Dies zeigte sich besonders bei Blairs Entscheidung, sich mit den britischen Streitkräften an dem amerikanischem Einmarsch in den Irak zu beteiligen. Während Millionen von Briten dagegen auf die Straße gingen und im Unterhaus die Abgeordneten tobten, druckten die Murdoch-Zeitungen jeden Blödsinn über die vom Saddam Hussein ausgehende Bedrohung in Großbuchstaben auf ihrer Titelseiten, lobten Blair und George W. Bush in den Himmel und beschimpften Jacques Chirac und die Franzosen wegen ihrer kritischen Haltung als "Feiglinge". Heute setzt sich das Murdoch-Blair-Bündnis fort. Der News-Corporation-Verlag Random House hat die Memoiren des Ex-Premierministers herausgebracht und diesem dafür rund sieben Millionen Euro Vorkasse bezahlt, während Blair im Gegenzug den Iran, das nächste Ziel der neokonservativen Kriegslobby in den USA, zur jüngsten "größten Bedrohung des Westens" aufbauscht.

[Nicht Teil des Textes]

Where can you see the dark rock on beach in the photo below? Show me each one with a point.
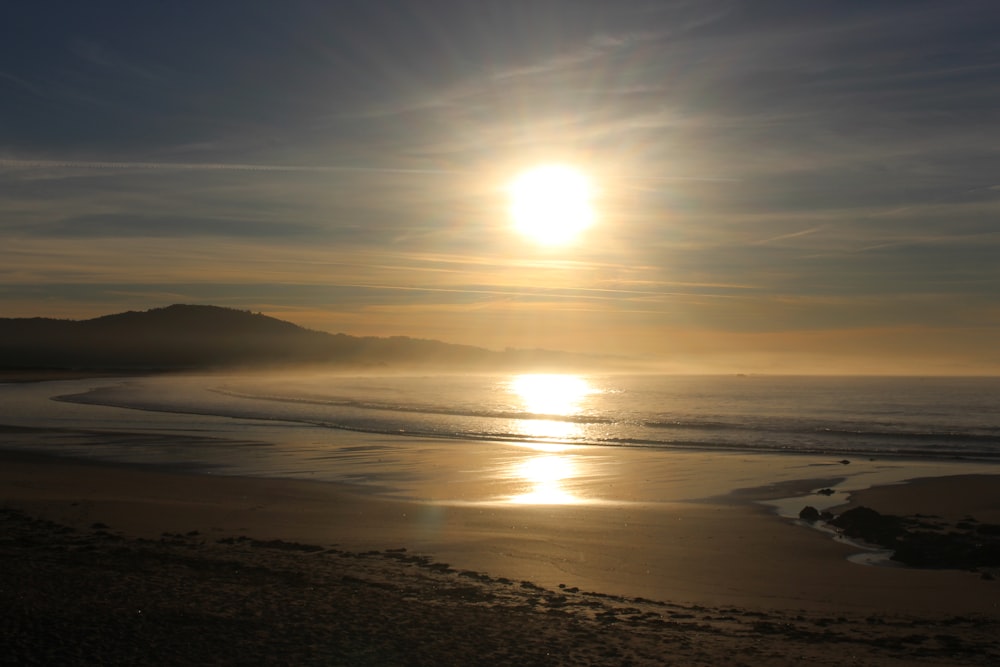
(866, 524)
(916, 543)
(810, 514)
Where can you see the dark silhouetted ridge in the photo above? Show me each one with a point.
(192, 337)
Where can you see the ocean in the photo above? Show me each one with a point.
(850, 416)
(542, 437)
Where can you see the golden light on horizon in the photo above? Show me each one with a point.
(551, 204)
(551, 394)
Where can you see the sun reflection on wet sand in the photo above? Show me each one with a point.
(548, 471)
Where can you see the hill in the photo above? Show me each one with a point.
(189, 337)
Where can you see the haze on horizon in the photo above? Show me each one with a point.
(778, 187)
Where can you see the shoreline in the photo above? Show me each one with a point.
(117, 563)
(726, 550)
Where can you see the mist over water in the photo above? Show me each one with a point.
(914, 417)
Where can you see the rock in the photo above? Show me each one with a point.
(866, 524)
(810, 514)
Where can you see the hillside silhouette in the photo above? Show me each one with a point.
(190, 337)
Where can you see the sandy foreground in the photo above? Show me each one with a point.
(111, 564)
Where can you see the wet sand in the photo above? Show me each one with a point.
(122, 564)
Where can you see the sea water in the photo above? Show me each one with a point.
(538, 438)
(936, 418)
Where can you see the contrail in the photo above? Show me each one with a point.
(201, 166)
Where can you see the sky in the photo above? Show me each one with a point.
(779, 186)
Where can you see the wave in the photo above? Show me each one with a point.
(787, 438)
(418, 409)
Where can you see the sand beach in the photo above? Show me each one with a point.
(119, 564)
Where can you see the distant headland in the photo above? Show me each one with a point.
(204, 337)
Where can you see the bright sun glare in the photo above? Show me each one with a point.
(551, 204)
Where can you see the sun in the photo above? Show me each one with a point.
(551, 204)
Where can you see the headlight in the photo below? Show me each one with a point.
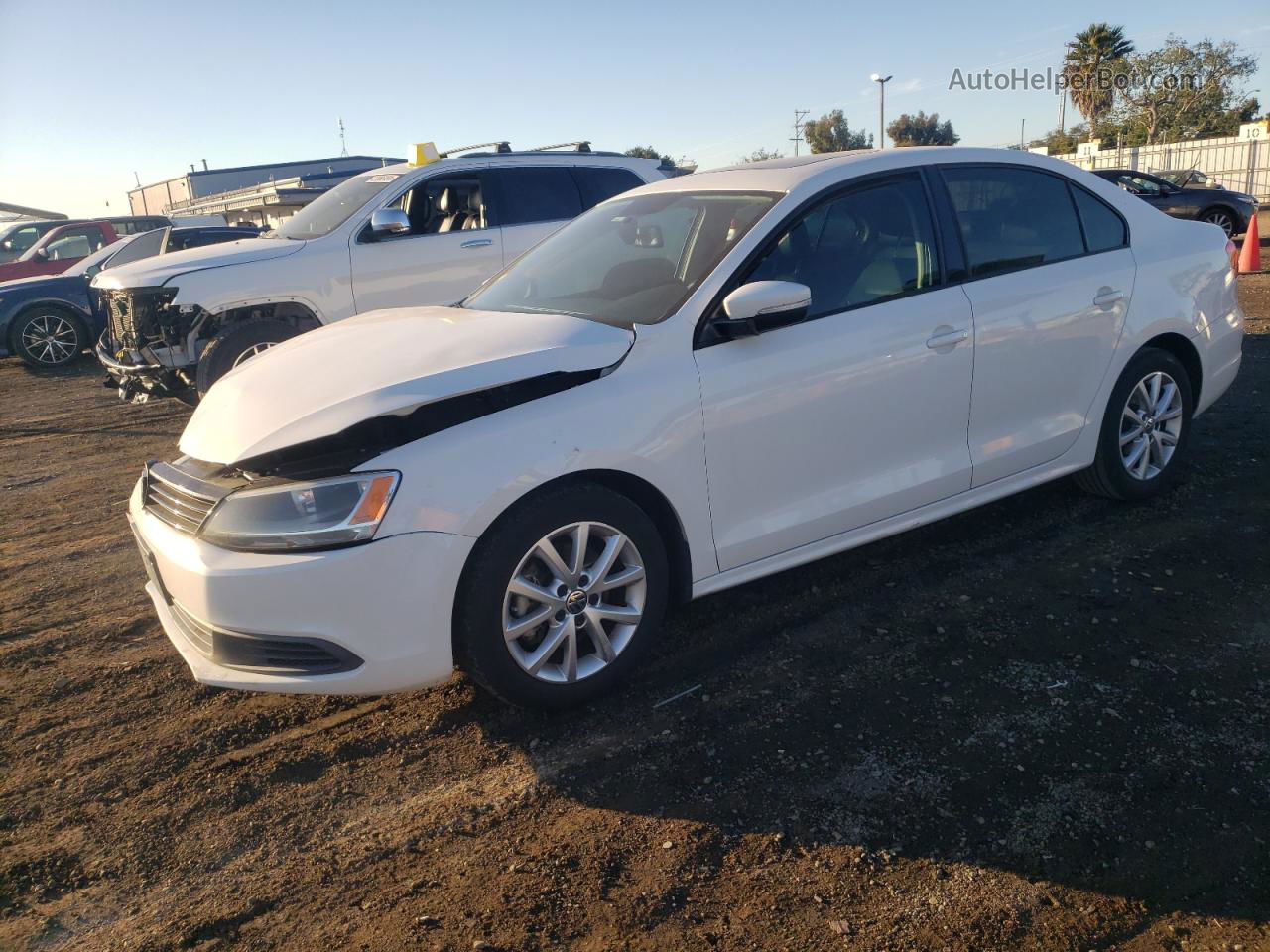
(294, 516)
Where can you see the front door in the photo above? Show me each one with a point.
(1051, 281)
(860, 412)
(452, 245)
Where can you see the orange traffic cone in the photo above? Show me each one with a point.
(1250, 258)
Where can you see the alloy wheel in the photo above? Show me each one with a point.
(1151, 425)
(50, 339)
(1220, 220)
(574, 602)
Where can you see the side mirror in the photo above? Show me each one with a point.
(761, 306)
(389, 221)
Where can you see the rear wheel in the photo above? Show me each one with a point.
(238, 344)
(1220, 217)
(563, 598)
(48, 336)
(1146, 430)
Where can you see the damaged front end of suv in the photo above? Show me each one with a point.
(149, 347)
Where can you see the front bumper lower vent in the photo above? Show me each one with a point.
(263, 654)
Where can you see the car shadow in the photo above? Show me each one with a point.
(1055, 684)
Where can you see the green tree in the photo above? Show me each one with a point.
(1187, 90)
(922, 130)
(760, 155)
(1097, 53)
(830, 134)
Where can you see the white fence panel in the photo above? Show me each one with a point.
(1236, 163)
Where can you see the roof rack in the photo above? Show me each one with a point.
(504, 146)
(580, 146)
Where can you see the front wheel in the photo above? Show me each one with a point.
(562, 598)
(238, 344)
(49, 336)
(1146, 429)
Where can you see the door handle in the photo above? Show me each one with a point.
(1106, 298)
(951, 339)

Auch verfügt Murdoch über beste Verbindungen zur neuen konservativ-liberalen Koalition Großbritanniens. Wie einst Blair ließ Murdoch 2008 den neuen konservativen Vorsitzenden David Cameron auf seine Yacht vor der Mittelmeerküste der Türkei kommen, um diesen selbst in Augenschein zu nehmen. Kurz darauf wandten sich die Murdoch-Medien von Labour ab und sprachen sich für einen Regierungswechsel bei den nächsten Parlamentswahlen in Großbritannien aus - was im vergangenen Mai geschah. Um sich bei Murdoch einzuschleimen, hat Cameron bereits im Frühjahr 2007 dessen ehemaligen Chefredakteur bei der News of the World, Andy Coulson, als seinen PR-Berater eingestellt. Heute arbeitet Coulson im Amt des Premierministers als Kommunikationsdirektor. Doch es stellt sich die Frage: Wie lange noch?

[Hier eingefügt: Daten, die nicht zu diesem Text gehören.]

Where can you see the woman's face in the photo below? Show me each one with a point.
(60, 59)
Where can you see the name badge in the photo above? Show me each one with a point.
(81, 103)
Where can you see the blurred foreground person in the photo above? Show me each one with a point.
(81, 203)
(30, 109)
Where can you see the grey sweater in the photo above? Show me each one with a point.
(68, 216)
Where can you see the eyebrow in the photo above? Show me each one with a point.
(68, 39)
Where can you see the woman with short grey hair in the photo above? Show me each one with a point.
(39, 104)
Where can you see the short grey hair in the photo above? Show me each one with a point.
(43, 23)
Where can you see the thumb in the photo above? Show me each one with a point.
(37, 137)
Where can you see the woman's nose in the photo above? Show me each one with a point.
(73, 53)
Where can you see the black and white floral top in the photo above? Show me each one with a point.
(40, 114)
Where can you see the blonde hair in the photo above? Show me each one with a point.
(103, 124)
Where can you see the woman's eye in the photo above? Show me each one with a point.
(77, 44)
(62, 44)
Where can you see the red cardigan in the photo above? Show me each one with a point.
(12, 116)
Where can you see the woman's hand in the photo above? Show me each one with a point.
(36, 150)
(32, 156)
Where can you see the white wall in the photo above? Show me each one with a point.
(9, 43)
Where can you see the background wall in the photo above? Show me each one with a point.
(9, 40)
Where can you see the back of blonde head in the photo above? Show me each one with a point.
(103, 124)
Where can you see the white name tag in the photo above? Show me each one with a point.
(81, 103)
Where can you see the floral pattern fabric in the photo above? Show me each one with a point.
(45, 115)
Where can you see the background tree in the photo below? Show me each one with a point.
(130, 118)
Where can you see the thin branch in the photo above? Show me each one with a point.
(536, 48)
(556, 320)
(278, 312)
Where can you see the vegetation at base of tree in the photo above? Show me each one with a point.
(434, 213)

Die Ernennung Coulsons zum PR-Berater war seitens Camerons riskant, denn der Zeitungsmacher war nur wenige Monate zuvor in Verbindung mit dem Abhörskandal zurückgetreten, nachdem zwei seiner Untergebenen, der Reporter Clive Goodman und der Privatdetektiv Glen Mulcaire, welche die Mobiltelefone dreier Mitarbeiter von Thronnachfolger Prinz Charles angezapft hatten, um an Tratsch aus dem Hause Windsor heranzukommen, zu mehrmonatigen Haftstrafen verurteilt worden waren. Bei der anschließenden Untersuchung des peinlichen Vorfalls durch den Innenausschuß des britischen Unterhauses erklärte im selbem Jahr die gesamte Führungsriege von News International und der News of the World, daß sie nichts von dem illegalen Treiben Goodmans und Mulcaires gewußt habe und daß die beiden Verurteilten völlig eigenständig gehandelt hätten. Das war natürlich gelogen. Doch weil der Metropolitan Police Service (MPS), auch Scotland Yard genannt, in der Affäre nur schleppend ermittelte, geriet das ganze bis auf einzelne Berichte im Guardian fast in Vergessenheit.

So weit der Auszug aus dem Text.